Bruno: Yes, it does add additional flexibility, but it could add complexity as well, too. By paying the taxes in 2010, we know what the tax rates are today. So, there are some certainty there. If nothing happens with the tax legislation, tax rates are set to go up in 2011. So, by deferring the tax, it's the 50/50 split across 2011 and 2012, and to clarify, it is any taxable income from the conversion that would be added to the income.
So potentially, if tax rates do sunset and go up, or if there is some type of change, you could actually, as an investor, end up paying more or a higher tax rate on the conversion than you would otherwise. The nice part is that you really don't need to make that decision until you actually file your tax return.
So at that point there may be more clarity around, either your particular situation or what may happen with the legislation in general. But if ... there maybe an atypical tax situation either in 2010 or across 2011-12, there is some flexibility to try and time when to report the income.
Benz: Right, right. So, you say, do the math, consult with the tax advisor to help.
Bruno: That's always a good idea, particularly if there is some uncertainties, and you are not really sure, or if your situation is a little bit in flux, it maybe a good idea to do so, yes.
Benz: Okay. Now I want to talk to you about another thing, part of this Small Business Act that was passed just a couple of weeks ago included a provision that allowed some people to convert traditional 401(k) balances to Roth. Can you talk about that and how investors should think about that new option?
Bruno: Okay, yes. On Sept. 27, as part of the Small Business Jobs Act, in-plan conversion from a traditional 401(k) to a Roth 401(k) were part of the provisions. I guess a few important things to note there is that first, the plan must offer Roth 401(k) deferrals and then the plan also needs to be amended to allow Roth conversions.

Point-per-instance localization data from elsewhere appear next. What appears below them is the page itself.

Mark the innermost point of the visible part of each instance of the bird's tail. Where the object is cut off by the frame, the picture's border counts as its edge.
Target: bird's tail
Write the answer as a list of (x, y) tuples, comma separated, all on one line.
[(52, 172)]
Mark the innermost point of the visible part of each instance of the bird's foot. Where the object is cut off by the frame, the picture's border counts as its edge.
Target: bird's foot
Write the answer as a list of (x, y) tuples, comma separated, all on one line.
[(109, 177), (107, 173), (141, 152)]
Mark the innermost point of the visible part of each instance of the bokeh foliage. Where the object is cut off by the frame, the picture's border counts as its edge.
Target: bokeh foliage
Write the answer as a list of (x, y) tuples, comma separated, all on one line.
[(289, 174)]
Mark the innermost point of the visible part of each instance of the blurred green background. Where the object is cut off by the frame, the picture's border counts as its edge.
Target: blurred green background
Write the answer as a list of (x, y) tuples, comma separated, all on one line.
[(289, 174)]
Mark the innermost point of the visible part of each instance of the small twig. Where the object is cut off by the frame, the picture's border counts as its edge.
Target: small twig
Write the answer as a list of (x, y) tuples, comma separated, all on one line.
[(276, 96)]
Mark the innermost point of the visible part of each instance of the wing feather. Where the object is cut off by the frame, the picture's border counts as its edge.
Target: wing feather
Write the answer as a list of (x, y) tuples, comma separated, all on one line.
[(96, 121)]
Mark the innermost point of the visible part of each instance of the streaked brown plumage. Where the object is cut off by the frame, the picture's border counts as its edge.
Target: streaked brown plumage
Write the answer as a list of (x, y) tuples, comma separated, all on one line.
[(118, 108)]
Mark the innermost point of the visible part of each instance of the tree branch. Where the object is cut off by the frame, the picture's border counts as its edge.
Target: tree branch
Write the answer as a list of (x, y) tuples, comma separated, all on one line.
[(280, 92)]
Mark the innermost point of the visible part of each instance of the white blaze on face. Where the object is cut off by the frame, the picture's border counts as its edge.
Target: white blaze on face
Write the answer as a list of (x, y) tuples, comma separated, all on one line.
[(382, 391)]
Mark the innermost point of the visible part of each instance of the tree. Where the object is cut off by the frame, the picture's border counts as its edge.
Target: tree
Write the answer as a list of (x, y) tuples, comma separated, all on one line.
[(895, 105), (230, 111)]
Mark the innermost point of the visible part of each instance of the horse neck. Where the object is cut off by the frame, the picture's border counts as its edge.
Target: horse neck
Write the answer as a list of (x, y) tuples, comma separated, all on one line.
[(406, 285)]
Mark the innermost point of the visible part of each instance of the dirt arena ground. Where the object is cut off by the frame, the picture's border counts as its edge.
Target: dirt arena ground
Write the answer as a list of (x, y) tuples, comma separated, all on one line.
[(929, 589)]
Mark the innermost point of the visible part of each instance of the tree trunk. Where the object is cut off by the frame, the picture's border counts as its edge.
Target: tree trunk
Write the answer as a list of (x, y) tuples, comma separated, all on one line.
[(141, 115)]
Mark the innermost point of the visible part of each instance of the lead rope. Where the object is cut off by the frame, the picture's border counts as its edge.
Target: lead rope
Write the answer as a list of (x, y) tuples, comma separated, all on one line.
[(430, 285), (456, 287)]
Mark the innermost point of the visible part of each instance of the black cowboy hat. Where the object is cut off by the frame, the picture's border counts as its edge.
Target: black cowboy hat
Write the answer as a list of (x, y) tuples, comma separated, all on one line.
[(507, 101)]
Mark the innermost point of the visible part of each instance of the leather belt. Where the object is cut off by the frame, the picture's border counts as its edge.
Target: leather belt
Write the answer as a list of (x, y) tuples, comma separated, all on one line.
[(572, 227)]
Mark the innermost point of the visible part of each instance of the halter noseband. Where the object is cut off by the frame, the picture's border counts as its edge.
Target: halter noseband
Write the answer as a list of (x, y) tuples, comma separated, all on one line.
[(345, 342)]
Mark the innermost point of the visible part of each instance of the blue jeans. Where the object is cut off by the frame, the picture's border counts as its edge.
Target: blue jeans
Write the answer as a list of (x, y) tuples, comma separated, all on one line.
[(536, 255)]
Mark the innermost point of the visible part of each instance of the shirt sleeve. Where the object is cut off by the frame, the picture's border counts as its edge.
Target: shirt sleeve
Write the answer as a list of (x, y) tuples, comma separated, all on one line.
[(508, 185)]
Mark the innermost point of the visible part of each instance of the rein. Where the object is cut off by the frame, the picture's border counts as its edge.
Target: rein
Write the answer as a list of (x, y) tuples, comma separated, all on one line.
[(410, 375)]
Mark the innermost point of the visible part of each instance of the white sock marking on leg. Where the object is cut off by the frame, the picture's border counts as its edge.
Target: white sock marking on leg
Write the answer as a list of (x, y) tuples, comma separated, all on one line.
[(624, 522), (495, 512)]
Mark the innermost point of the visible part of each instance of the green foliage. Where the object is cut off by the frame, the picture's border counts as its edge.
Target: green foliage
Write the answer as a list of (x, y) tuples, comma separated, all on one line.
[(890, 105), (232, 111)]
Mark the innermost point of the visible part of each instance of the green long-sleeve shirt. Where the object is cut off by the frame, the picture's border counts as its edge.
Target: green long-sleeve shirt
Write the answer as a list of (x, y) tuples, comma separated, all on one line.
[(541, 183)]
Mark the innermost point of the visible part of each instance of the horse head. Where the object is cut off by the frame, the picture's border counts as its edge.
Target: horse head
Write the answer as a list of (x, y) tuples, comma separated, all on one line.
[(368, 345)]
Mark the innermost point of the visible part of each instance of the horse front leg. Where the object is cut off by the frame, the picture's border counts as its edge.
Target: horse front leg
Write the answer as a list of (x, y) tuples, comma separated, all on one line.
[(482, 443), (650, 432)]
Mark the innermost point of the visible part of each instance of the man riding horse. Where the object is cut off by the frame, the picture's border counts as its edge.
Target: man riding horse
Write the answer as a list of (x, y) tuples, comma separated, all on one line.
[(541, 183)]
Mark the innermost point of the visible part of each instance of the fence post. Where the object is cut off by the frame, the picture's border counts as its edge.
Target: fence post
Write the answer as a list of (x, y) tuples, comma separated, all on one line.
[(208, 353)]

So, from a planned sponsor's standpoint there are some steps. From a participant's standpoint, really the only people who can take advantage of that is, if they actually have access to that money. You need to be able to do a direct rollover or a distributable event. For instance, separation from service or in-service withdrawals, for instance at age 59 and a half, or if you can take the after-tax monies out.
So, it limits the audience of people who can actually take advantage of this conversion option within the plan. Beyond that, prior to the plan, these individuals had the same option to actually go out of the plan and do a Roth IRA conversion.

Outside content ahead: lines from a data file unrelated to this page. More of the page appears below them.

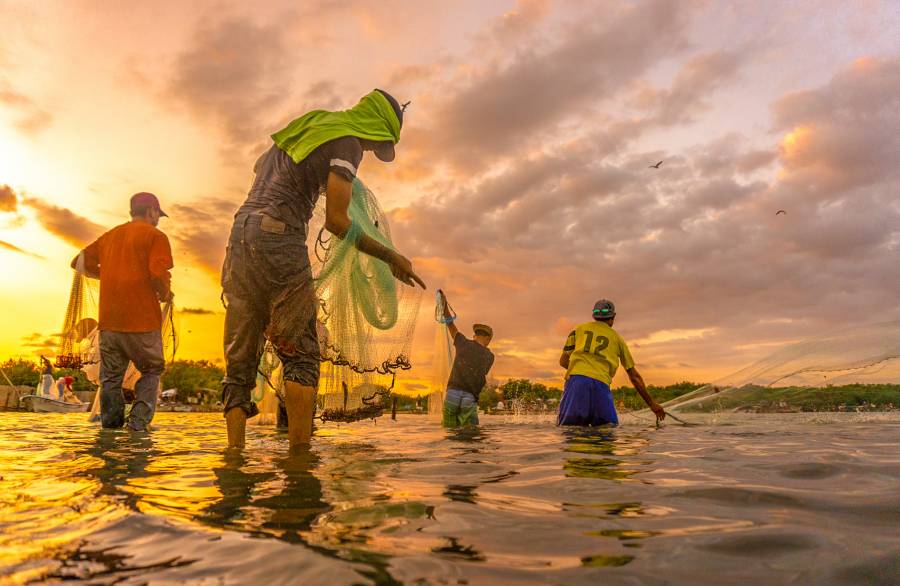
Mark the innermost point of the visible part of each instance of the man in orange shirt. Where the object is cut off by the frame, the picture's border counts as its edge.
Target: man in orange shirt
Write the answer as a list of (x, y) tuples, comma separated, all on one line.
[(132, 262)]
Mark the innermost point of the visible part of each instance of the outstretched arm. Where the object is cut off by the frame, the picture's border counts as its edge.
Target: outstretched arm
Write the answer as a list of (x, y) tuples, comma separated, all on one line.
[(88, 261), (337, 200), (638, 381)]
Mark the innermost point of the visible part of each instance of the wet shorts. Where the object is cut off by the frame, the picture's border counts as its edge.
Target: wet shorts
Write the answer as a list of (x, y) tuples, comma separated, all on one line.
[(586, 401), (460, 409)]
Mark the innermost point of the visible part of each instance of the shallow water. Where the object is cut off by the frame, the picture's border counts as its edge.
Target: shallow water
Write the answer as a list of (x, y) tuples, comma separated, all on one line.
[(764, 498)]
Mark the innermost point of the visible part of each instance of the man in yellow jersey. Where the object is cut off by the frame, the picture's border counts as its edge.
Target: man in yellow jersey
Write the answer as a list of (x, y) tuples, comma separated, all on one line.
[(591, 357)]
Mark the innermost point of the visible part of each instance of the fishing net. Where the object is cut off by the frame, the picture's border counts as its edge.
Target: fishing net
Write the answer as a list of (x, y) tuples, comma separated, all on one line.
[(269, 389), (79, 323), (91, 367), (865, 354), (365, 317), (443, 357)]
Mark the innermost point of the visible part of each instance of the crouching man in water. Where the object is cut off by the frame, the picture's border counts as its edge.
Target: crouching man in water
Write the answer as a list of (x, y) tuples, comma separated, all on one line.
[(591, 357), (267, 280), (133, 262), (467, 376)]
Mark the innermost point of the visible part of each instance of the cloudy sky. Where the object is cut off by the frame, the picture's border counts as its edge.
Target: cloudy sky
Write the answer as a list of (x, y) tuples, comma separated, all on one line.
[(521, 184)]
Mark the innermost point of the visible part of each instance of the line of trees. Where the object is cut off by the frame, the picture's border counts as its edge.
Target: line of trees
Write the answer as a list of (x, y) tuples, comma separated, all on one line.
[(195, 378), (192, 378)]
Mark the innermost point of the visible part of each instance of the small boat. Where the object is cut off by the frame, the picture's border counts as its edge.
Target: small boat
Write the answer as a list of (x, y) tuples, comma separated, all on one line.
[(40, 404)]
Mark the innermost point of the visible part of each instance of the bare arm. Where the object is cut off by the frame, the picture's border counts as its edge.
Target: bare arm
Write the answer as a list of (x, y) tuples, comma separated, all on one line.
[(337, 200), (88, 261), (638, 382)]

So, I think the first question is, should you do the conversion or not, and weigh the trade-offs there and make that decision. The secondary decision then is if your plan allows it to weigh the tradeoffs between keeping the monies in the plan versus rolling it out into an IRA.
It is an individualized decision. Certainly, with an IRA you may have more flexibility for investment provider, investment selection. There is no RMDs, for instance, with a Roth IRA, whereas with a Roth 401(k) there are. But as a participant, you may have particular features or options within the 401(k), that may be important. So…
Benz: A stable value is a common one, that is--
Bruno: There maybe, or a particular share classes. So, it's a very individualized decision beyond that as far as what might be right.